Hi Community,
I just set up a 3 server setup for Cassandra.
Cassandra + Cassandra-Reaper was running fine on this first node.
Then I tried to start Cassandra and Cassandra Reaper on the second server.
The Cassandra-Reaper start fails, but I don\'t see any errors in the log file (even with debug level).
After I stopped Cassandra-Reaper on the first node, I can\'t start it there either.
The only thing I noticed in the log: Cassandra-Reaper connects not only to the local server, but also to the other server which is not specified in the Cassandra-Reaper config.
Is this expected?
nodetool status:
Datacenter: xyz
==================
Status=Up/Down
|/ State=Normal/Leaving/Joining/Moving
-- Address Load Tokens Owns (effective) Host ID Rack
UN 192.168.2.163 264.7 KiB 16 51.2% bb7e5e1b-92bf-4711-b20b-4a3f96327fe7 rack1
UN 192.168.2.162 305.52 KiB 16 48.8% ca386982-cca8-4c09-ad35-c63c475700e9 rack1
Parts of the Log:
DEBUG [main] c.d.d.c.Cluster - Starting new cluster with contact points [/192.168.2.163:9042]
...
DEBUG [main] c.d.d.c.H.STATES - [Control connection] established to /192.168.2.163:9042
INFO [main] c.d.d.c.p.DCAwareRoundRobinPolicy - Using data-center name \'xyz\' for DCAwareRoundRobinPolicy (if this is incorrect, please provide the correct datacenter name with DCAwareRoundRobinPolicy constructor)

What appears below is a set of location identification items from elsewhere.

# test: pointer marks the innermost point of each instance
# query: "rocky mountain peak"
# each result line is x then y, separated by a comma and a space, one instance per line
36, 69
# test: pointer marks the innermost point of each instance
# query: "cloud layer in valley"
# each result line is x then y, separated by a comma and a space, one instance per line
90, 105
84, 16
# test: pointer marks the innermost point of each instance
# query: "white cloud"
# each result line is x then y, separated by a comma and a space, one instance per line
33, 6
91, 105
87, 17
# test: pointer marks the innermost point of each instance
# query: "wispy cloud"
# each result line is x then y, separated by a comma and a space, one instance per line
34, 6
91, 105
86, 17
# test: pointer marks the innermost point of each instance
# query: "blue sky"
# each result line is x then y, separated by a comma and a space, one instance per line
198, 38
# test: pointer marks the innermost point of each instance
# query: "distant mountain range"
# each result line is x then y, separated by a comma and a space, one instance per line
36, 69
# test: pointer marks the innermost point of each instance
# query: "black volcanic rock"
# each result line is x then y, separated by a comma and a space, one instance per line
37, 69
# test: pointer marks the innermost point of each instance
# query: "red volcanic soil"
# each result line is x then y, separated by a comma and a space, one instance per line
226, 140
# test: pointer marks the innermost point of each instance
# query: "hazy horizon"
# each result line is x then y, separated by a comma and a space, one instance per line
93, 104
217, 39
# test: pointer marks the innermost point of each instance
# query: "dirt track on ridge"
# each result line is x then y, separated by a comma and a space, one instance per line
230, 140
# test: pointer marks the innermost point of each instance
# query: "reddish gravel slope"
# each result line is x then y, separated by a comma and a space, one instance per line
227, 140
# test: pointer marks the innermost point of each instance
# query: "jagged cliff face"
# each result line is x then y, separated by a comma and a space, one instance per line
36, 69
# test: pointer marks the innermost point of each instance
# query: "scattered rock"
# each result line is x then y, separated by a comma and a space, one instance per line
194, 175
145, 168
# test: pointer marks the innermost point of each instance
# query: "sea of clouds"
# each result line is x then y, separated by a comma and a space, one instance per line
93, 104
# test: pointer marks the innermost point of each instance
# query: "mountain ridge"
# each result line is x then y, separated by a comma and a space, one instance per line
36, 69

INFO [main] c.d.d.c.Cluster - New Cassandra host /192.168.2.163:9042 added
INFO [main] c.d.d.c.Cluster - New Cassandra host /192.168.2.162:9042 addedDEBUG [main] c.d.d.c.H.STATES - [/192.168.2.163:9042] preparing to open 1 new connections, total = 2
DEBUG [main] c.d.d.c.H.STATES - [/192.168.2.162:9042] preparing to open 1 new connections, total = 1
DEBUG [MCC R1-nio-worker-1] c.d.d.c.Connection - Connection[/192.168.2.163:9042-2, inFlight=0, closed=false] Connection established, initializing transport
DEBUG [MCC R1-nio-worker-2] c.d.d.c.Connection - Connection[/192.168.2.162:9042-1, inFlight=0, closed=false] Connection established, initializing transport...
Log ends with:
INFO [main] i.c.m.j.JmxManagementConnectionFactory - Initializing JMX seed list for all clusters...

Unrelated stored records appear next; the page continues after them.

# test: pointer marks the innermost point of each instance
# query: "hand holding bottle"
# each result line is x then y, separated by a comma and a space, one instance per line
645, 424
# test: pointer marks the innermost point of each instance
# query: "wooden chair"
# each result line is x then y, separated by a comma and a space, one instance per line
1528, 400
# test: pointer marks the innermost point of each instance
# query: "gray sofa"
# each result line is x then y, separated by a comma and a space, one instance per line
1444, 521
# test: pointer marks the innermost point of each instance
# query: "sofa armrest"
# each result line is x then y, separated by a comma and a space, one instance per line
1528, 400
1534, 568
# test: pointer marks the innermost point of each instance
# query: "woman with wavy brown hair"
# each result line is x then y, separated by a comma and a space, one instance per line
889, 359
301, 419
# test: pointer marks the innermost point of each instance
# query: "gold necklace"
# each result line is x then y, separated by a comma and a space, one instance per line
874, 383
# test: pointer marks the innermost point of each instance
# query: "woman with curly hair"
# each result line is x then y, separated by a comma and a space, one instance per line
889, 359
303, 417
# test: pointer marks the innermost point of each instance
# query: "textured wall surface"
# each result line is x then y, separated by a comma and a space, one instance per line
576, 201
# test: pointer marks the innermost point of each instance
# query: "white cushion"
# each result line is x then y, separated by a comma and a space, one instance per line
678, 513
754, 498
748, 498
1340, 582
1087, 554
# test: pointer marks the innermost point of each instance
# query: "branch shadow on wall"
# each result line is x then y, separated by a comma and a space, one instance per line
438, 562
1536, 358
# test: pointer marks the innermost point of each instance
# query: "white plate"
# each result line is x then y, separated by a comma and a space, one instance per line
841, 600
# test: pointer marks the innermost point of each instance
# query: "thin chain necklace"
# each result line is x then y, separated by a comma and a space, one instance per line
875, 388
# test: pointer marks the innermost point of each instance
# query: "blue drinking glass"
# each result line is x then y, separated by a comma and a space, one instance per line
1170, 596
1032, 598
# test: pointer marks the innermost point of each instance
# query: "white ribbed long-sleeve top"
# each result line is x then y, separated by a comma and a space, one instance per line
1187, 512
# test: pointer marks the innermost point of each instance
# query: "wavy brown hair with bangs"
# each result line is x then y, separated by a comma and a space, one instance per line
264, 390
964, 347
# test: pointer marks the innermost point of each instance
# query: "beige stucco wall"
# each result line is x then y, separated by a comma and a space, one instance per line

INFO [main] i.c.m.j.JmxManagementConnectionFactory - Initialized JMX seed list for all clusters.
DEBUG [main] o.e.j.u.c.ContainerLifeCycle - ServletHandler@37df14d1{STOPPED} added {crossOriginRequests==org.eclipse.jetty.servlets.CrossOriginFilter@2a4f8009{inst=false,async=true,src=EMBEDDED:null},AUTO}
DEBUG [main] o.e.j.u.c.ContainerLifeCycle - ServletHandler@37df14d1{STOPPED} added {[/*]/[]/[ERROR, FORWARD, REQUEST, ASYNC, INCLUDE]=>crossOriginRequests,POJO}
INFO [main] i.c.ReaperApplication - creating and registering health checks
INFO [main] i.c.ReaperApplication - creating resources and registering endpoints
Service status:
Active: failed (Result: exit-code)
Duration: 2.805s
Docs: http://cassandra-reaper.io/
Process: 19805 ExecStart=/usr/local/bin/cassandra-reaper (code=exited, status=1/FAILURE)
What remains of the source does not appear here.